The value of the First and Last of a series of cars is always interesting at auction! It’s an un-certain psychology as to why the value should be higher than the preceding model, especially since 40,000 other examples of the same car were made in the same way and on the same production line.
However, a bidder has paid $750,000 for “the last car ever produced at Holden Australia” so there is an obvious attachment to the brand and to that car in particular!
The really interesting thing here though, is that General Motors states that “absolutely the last Holden” is on display at the National Motor Museum in Birdwood, South Australia!
So this is just another 2017 VF Holden Commodore!

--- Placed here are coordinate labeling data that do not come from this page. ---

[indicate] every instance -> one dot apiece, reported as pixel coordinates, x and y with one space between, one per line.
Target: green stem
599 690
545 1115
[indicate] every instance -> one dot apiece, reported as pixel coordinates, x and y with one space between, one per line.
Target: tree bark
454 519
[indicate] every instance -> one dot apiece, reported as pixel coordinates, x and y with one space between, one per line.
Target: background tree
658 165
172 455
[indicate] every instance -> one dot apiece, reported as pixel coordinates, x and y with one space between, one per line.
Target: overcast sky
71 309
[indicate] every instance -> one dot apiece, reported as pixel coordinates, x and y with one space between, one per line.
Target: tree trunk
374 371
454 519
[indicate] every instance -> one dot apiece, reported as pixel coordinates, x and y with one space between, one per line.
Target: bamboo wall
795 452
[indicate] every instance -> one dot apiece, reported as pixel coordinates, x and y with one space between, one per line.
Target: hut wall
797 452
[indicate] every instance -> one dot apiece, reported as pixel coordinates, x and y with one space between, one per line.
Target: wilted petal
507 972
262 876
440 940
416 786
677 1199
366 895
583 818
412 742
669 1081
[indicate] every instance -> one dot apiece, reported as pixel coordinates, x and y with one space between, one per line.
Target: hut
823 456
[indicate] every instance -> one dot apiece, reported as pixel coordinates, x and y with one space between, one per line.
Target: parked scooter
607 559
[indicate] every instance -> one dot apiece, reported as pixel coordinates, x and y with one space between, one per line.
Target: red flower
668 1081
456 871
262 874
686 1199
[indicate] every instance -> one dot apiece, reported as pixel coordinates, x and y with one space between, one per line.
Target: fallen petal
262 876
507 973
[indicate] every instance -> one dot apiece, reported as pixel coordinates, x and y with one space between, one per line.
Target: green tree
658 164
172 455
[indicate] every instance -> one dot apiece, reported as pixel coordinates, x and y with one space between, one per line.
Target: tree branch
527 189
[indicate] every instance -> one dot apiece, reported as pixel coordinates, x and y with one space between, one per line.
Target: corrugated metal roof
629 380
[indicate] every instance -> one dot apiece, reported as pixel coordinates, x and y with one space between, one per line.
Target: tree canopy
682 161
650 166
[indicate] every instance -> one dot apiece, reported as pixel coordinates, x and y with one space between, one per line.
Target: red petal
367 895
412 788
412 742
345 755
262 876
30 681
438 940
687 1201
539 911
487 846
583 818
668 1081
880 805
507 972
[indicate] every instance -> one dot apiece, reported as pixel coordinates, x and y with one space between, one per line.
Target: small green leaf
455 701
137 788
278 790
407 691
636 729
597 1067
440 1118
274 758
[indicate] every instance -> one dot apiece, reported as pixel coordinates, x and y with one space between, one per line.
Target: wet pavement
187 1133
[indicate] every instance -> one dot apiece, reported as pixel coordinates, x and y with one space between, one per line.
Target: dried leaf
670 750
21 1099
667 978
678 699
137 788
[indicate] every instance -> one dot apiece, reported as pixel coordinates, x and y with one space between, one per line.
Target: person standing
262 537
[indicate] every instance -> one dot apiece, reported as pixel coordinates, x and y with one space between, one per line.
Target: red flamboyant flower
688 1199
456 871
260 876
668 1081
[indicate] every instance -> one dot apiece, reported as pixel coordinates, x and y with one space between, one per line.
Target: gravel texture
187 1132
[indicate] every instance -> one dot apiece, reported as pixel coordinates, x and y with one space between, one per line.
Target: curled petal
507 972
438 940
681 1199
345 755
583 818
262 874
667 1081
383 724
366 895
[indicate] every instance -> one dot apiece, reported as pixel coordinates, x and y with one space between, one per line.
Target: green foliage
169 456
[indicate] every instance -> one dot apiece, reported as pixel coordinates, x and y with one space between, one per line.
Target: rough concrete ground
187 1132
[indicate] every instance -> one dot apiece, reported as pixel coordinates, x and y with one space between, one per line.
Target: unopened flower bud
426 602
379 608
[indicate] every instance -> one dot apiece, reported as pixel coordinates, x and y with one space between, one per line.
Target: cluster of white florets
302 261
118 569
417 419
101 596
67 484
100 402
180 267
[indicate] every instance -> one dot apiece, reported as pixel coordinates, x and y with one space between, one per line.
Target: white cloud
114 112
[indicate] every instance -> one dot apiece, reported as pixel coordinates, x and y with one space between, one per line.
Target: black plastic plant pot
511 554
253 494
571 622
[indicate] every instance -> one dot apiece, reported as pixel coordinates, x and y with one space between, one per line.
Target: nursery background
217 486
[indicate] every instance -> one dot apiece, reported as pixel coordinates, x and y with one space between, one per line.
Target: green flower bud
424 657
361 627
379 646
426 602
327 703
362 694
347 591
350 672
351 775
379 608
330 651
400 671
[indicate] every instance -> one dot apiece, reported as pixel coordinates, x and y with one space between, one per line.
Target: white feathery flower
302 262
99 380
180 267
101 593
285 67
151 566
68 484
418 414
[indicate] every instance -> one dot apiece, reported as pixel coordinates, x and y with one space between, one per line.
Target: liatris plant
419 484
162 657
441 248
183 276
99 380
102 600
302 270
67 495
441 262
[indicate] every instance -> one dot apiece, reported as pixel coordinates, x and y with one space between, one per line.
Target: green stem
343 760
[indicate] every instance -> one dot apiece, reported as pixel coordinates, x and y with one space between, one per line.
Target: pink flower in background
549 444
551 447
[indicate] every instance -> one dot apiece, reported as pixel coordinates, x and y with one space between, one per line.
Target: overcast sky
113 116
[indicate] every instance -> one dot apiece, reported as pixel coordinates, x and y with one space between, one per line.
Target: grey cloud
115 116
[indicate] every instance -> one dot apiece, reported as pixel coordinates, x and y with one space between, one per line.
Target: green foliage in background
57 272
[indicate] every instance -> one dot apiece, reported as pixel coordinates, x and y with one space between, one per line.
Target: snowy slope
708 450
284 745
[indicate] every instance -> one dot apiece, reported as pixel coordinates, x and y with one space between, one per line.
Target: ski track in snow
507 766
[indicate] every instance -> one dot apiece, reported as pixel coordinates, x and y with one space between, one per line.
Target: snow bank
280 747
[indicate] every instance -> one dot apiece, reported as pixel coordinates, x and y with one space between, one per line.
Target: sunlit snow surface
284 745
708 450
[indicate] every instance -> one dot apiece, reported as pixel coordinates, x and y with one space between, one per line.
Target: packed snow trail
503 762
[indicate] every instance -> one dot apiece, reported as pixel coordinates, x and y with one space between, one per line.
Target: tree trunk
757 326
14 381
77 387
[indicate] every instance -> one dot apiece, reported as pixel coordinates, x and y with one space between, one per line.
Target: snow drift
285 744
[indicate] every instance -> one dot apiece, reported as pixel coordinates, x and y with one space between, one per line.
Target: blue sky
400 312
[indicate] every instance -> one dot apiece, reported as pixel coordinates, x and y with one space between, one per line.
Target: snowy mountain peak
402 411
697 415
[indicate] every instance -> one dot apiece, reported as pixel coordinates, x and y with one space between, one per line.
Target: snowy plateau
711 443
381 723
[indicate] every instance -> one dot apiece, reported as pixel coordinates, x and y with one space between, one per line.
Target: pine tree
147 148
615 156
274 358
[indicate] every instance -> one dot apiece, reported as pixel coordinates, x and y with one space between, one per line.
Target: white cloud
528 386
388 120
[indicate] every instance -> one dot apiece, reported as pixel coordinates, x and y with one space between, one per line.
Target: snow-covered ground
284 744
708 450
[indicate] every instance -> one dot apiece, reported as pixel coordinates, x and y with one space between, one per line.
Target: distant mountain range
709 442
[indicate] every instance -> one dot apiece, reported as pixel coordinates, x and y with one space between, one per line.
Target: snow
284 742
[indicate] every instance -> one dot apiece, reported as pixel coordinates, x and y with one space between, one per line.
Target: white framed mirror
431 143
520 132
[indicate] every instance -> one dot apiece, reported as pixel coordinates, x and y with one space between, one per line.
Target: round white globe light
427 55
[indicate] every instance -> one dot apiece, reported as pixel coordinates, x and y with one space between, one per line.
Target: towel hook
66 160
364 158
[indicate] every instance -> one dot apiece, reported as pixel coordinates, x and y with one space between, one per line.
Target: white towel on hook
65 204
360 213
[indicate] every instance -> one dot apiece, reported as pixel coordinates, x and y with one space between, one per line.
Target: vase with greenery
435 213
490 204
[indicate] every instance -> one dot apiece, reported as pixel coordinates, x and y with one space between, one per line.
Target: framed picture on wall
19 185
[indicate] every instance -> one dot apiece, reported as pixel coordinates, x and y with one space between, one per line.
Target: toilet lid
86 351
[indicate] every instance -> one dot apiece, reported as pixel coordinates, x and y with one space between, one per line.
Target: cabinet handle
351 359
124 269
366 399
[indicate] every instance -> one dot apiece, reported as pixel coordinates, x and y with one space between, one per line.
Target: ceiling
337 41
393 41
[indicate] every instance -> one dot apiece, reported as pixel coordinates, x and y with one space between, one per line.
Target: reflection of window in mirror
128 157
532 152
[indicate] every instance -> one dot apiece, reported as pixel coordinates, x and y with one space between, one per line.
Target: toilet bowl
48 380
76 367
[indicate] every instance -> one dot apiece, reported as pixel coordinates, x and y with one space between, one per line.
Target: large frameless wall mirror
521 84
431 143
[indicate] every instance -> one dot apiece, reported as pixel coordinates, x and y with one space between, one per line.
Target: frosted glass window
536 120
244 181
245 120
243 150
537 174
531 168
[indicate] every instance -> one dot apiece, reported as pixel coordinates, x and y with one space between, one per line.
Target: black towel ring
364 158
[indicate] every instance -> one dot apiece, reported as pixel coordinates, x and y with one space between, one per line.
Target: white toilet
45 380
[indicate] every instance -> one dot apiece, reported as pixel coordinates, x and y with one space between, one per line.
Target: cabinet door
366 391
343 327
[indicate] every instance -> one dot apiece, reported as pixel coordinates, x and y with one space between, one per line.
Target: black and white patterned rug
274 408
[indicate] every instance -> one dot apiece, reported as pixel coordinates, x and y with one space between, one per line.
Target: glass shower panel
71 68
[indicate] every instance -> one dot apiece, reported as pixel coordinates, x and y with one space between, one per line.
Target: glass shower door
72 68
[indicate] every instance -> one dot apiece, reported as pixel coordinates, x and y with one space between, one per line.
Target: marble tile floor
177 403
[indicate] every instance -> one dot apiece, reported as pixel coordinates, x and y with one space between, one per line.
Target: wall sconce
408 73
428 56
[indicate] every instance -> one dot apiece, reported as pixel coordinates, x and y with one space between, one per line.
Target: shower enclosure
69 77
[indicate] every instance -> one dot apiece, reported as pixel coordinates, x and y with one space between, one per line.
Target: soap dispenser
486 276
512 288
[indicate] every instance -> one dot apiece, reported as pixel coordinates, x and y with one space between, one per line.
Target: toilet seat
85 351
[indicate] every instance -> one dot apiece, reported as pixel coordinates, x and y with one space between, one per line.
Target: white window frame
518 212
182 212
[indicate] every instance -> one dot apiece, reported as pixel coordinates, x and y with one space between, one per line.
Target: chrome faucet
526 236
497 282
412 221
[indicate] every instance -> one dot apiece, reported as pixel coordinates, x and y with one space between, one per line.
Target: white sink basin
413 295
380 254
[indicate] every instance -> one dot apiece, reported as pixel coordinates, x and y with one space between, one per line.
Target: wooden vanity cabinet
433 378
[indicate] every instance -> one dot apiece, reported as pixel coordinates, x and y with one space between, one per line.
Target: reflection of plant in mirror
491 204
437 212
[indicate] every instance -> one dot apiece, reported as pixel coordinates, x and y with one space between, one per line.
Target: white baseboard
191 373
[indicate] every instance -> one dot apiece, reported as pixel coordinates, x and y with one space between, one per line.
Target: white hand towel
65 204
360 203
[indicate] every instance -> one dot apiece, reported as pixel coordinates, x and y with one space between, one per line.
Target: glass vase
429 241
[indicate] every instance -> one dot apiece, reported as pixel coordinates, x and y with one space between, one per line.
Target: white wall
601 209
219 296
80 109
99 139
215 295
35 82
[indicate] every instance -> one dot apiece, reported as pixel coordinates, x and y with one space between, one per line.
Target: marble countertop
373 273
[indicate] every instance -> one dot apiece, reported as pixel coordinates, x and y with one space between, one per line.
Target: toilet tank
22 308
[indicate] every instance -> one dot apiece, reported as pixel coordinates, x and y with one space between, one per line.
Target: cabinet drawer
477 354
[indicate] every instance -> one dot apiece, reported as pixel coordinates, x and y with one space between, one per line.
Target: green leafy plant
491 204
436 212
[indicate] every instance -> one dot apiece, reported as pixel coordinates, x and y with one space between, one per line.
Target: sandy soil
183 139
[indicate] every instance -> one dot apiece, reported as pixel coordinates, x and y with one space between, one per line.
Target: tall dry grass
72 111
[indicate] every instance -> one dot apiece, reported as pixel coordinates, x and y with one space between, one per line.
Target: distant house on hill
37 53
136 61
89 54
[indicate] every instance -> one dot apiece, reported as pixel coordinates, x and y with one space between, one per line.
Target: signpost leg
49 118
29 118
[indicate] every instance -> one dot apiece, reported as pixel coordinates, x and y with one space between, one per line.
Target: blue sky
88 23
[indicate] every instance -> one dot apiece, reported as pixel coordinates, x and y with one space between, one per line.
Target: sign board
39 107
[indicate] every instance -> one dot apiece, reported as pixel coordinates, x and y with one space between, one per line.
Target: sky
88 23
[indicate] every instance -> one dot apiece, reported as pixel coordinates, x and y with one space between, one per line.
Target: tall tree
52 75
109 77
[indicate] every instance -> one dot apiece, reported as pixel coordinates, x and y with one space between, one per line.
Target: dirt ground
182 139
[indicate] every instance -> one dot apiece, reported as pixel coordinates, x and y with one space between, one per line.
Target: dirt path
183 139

Moving on, the this `last’ example of the VF Commodore was expected to bring home around $500,000 at Lloyds auction today (Saturday), but has certainly exceeded expectations by almost double.
An advertisement for the 2017 Holden VF Series II sedan ahead of the auction had described it as “the last car ever produced at Holden Australia”.
Auctioneer Lee Hames said it was “arguably the most collectable … Australian car in the world right now”.
But General Motors reportedly said another Commodore was “absolutely the last Holden”, and was in fact on display at the National Motor Museum.
That vehicle, which ceremoniously rolled off the assembly line at the Elizabeth manufacturing plant as it shut in October 2017, is not for sale.
The closure of the factory, north of Adelaide, marked the end of large-scale manufacturing in Australia.
Although General Motors did confirm that the car sold at auction was the final car to go through the body-shop and paint-shop at the Elizabeth factory, they did also confirm that is was not “absolutely the last Holden”.
The car that was auctioned was “the last body to leave the body-shop and enter/exit the paint-shop, but it was NOT the last one to come off the general assembly line itself!”
This is what the US head office reported to Australian media CarSales.com.au.
“Therefore, and very importantly from a heritage perspective, the vehicle in the National Motor Museum in Birdwood, SA … is absolutely the last Holden.
“The Commodore on loan to the National Motor Museum in South Australia was the last car that ran down the general assembly line and is not for sale.
“The vehicle is on display in the National Motor Museum in Birdwood, SA and was the last vehicle to come off the end of the general assembly line late morning of 19th October, 2017.”
So someone paid Three Quarters of a Million Dollars for a VF Commodore!